What was the FIRST non-portal website you ever went to?

Goddamn kids. They didn’t have “portals” when I found the net in my research lab in college in 1994. Netscape 0.8 beta was handed to me on a 3.5’’ diskette in a hushed tone to install on the lab’s Mac dedicated to brain cell imaging. I have no idea what site I went to first. I had never heard of any of it so I was just happy to get it working. Within an hour, both myself and my graduate student advisor realized the power of this new media. I found one naked picture and then he sent me on a quest for more. There weren’t any good search engines back then so true surfing was all I had. I could find one good, unique nudie picture about once an hour. I would show it to him and then dive back down to get more. I was fascinated with the whole process but the content was pathetic even by the standard of one year later in 1995.

I used to provide communications gear to the Tonight Show with Jay Leno. So I was there at NBC in Burbank one day when my contact told me to come back to his office.

I went back and he turned on his computer. He clicked on a few boxes and I heard a modem dialing and connecting.

“Cool! Which BBS are you connecting to?” I asked, totally clueless. I was a member of several Los Angeles area BBSes at the time.

“None. This is an internet provider.”

He then opened up Netscape and told me to type in www.nbc.com to the browser. When I did I was rewarded with a text-heavy, graphics light version of the NBC home page. At that point Jay Leno walked in and asked if his show was up on the “internet” yet, and my contact clicked a couple of “links” to show Jay the new Tonight Show page.

I joined AOL about 3 weeks later, using the floppy disk I still have in my archives of AOL version 1.5. It was on AOL I discovered The Straight Dope with it’s huge hyperlinked brain graphic.

So the answer for me is the NBC home page. And no, I’m not on AOL any more.
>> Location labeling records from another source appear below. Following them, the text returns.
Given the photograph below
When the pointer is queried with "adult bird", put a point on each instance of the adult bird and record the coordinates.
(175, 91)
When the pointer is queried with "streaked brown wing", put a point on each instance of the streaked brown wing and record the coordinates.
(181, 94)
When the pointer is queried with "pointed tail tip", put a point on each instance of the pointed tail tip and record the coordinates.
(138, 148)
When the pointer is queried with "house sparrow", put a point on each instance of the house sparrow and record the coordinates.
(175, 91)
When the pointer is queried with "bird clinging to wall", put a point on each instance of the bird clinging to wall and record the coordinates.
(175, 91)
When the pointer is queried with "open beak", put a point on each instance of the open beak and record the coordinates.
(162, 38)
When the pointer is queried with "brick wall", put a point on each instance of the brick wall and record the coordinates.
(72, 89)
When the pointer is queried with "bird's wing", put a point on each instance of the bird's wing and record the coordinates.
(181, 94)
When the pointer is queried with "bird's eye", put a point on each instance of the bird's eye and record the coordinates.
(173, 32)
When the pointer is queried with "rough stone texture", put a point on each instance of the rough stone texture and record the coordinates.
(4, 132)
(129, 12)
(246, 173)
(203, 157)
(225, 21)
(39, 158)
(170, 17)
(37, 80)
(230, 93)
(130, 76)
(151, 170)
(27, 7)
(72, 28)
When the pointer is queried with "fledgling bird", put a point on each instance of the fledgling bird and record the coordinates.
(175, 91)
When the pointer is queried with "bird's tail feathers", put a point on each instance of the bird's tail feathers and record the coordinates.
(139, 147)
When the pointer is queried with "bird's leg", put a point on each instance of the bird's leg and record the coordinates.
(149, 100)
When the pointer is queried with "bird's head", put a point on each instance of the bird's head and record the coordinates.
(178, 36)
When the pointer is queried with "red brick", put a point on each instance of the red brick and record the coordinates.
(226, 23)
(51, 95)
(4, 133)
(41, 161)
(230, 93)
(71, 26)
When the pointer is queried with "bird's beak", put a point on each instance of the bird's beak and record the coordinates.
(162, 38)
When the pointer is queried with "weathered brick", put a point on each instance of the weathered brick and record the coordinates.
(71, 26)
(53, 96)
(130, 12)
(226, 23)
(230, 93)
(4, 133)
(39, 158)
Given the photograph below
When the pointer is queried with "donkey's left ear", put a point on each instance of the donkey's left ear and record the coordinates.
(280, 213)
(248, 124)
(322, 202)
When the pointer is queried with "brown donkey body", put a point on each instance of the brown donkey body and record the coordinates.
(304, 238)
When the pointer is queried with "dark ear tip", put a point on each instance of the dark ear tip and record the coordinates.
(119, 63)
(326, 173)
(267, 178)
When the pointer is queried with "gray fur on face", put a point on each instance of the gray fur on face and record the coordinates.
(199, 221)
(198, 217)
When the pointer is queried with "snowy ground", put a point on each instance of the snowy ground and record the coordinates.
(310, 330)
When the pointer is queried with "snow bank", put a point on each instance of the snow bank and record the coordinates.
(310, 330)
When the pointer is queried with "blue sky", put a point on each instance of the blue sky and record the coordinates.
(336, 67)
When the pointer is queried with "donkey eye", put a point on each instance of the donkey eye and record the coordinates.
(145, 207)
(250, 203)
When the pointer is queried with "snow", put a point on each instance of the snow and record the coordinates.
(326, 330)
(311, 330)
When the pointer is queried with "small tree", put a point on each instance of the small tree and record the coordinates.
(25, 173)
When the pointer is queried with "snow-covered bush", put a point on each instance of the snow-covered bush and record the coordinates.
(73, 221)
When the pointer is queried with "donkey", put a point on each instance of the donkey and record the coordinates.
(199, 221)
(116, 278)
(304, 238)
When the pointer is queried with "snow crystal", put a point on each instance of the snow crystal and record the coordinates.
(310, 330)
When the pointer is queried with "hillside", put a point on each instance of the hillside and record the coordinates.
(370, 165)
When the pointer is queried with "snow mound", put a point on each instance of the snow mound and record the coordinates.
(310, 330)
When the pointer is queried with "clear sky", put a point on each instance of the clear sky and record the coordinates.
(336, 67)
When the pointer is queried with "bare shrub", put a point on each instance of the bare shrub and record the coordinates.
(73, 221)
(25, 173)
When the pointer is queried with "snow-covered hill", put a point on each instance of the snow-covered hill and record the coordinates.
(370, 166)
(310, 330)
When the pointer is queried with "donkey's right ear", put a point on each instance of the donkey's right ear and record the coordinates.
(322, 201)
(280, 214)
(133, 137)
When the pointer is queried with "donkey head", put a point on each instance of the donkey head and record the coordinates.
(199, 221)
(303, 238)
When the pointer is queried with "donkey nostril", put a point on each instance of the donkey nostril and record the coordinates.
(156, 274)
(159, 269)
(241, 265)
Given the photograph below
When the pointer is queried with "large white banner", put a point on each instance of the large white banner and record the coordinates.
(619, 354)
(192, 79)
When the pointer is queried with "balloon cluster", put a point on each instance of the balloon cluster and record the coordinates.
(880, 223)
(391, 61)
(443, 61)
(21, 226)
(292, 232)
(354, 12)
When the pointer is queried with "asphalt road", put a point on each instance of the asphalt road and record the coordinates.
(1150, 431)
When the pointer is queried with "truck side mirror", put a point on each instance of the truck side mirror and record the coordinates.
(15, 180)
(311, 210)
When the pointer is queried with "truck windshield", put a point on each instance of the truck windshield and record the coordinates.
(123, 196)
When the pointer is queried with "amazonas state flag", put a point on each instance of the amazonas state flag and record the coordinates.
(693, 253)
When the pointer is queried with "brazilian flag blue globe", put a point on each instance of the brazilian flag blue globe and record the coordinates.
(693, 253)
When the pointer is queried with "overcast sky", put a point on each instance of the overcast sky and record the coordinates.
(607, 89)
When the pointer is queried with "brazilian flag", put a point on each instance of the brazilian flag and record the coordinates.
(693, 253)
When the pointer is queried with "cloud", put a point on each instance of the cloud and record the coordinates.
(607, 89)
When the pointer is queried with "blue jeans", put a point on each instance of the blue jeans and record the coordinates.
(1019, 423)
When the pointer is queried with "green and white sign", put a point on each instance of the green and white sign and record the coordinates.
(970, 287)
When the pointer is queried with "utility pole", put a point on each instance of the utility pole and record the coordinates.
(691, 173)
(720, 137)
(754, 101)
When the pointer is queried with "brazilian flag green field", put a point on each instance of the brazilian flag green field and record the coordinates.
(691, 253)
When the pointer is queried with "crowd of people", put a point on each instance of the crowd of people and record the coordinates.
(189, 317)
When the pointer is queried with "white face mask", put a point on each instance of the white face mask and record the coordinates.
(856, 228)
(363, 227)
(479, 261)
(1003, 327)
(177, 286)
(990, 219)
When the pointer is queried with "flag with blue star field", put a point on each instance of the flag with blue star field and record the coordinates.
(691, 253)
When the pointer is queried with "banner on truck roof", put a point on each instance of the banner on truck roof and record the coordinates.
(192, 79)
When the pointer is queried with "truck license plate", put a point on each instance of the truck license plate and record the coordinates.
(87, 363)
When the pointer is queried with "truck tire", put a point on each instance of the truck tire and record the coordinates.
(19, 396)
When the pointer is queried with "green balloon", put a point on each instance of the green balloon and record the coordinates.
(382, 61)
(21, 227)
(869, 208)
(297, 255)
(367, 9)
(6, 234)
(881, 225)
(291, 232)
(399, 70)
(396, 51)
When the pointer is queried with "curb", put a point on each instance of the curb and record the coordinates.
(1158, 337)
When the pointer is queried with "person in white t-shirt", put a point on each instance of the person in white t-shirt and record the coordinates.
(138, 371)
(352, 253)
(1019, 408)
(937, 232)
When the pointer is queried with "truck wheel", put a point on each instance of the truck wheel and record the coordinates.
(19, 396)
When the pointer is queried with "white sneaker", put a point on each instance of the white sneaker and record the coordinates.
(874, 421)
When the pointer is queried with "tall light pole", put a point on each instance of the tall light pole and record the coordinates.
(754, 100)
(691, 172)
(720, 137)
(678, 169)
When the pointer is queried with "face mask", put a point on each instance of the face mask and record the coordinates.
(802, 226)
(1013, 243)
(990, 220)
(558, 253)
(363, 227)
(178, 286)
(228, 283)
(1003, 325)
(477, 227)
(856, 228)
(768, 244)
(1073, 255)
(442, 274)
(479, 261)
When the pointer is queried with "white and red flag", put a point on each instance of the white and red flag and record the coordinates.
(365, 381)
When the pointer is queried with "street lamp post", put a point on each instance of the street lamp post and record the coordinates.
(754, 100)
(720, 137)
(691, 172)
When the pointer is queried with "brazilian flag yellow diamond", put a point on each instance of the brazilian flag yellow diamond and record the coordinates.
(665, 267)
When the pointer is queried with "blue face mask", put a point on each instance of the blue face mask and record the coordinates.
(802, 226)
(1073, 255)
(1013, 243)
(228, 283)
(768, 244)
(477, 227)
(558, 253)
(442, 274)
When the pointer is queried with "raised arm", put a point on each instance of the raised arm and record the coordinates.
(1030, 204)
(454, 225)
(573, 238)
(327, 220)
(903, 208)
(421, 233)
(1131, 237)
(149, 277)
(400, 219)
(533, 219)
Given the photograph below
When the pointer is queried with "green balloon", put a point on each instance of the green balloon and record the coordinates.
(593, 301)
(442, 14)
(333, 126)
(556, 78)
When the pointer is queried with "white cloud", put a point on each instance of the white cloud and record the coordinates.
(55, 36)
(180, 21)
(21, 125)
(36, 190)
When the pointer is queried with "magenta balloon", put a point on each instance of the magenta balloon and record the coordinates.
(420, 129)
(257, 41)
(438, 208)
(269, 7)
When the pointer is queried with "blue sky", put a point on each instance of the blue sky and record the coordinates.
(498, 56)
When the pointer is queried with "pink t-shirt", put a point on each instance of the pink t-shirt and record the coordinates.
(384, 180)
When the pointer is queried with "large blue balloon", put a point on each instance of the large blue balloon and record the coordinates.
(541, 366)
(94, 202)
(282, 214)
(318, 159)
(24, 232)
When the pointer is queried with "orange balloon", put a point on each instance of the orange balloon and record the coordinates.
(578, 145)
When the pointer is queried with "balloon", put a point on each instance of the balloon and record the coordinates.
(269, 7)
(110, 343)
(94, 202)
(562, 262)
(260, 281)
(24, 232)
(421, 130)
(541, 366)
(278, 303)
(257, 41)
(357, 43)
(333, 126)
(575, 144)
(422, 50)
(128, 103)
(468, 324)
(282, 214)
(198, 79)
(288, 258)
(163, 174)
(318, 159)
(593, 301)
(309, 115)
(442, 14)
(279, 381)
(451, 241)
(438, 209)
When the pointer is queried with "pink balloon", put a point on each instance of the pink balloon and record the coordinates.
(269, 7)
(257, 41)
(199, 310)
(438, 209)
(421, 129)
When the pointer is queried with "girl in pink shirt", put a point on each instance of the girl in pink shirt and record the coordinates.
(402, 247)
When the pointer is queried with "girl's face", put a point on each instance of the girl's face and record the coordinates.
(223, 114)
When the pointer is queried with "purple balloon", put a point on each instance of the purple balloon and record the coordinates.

Well my first was yahoo- but back in 1995, and before I had started using a real browser. To be honest, I’m not even sure how we did it (we were on a SE30 MAc at home). Without a browser, Yahoo was a series of links that you tabbed to get between and hit “enter” to open. From there I can’t quite remember the first website (maybe Medline). Finally using Netscape a day or two later was a relevation. We were the coolest aunt and uncle because for Christmas 1997 we gave all the nieces and nephews Amazon.com gift certificates. That was new!

Before then, I used gopher to access info on other people’s computers (back in 1993 or 1994).
It seems so long ago, and yet it’s only 12 or so years since all this began in earnest.

My first experiences with the internet were at school. The first website was probably a Tamagotchi-related fanpage.

The first I successfully accessed from home was http://ytv.com

Showing my age, huh?

Jeez. I can’t even remember. It would certainly have been around 1993 though, connected through a dialup shell account and using Lynx (text-only) to browse, and I’m pretty sure it probably had something to do with Atari, since that was the platform I was using at the time (Atari ST).

It was so long ago…
I remember it being really cool to debate which search engine was superior, like… um… tip of my tongue, starts with ‘e’… Someone help me out here?

Somehow I found a homebrewing site with a gazillion recipes in 1996 called Cat’s Meow. Wierd I still remember the name as I probably haven’t looked at it since those first few times back then

The first one I remember was the CIA World Factbook.

I’m thinking it was FamilyTreeMaker.com. Way back in 1994 or so.

I believe it was The Lurker's Guide to Babylon 5, otherwise known as the Lurker’s Guide to Babylon 5.

I saw a guy I knew in college doing something interesting, so I asked him about it, and he hooked me up with Mosaic and the URL for the Lurker’s Guide, and I fired it up in the computer lab sitting next to him.

This was what… early Fall 1993?

It was long ago (1995), but I remember installing everything that came in the mail from the ISP, launching it, dialing in, and getting the ISP’s home page. Not sure where to go next, I picked the silliest-sounding link from the ISP’s suggested list: Mirsky’s Worst of the Web.

Not sure, but I think I visited my college or university website (York U in toronto) before I even had any notion what the web was. :slight_smile:

The first web site I ever went to was a page set up at UMBC to describe this new fangled “hypertext” stuff. This might count as a portal site though because it had links to every known web site on the internet (the list of which was a whopping 2 or 3 pages long at the most). You didn’t need a search engine back then. You could probably print out the entire “internet” (or what most people these days think is the internet) if you wanted to.

The first link I clicked on was a link to commodore 64 information. The c64 was old by then but there were still people using it. If the above doesn’t count then the c64 page definately counts. It was not a portal of any sort.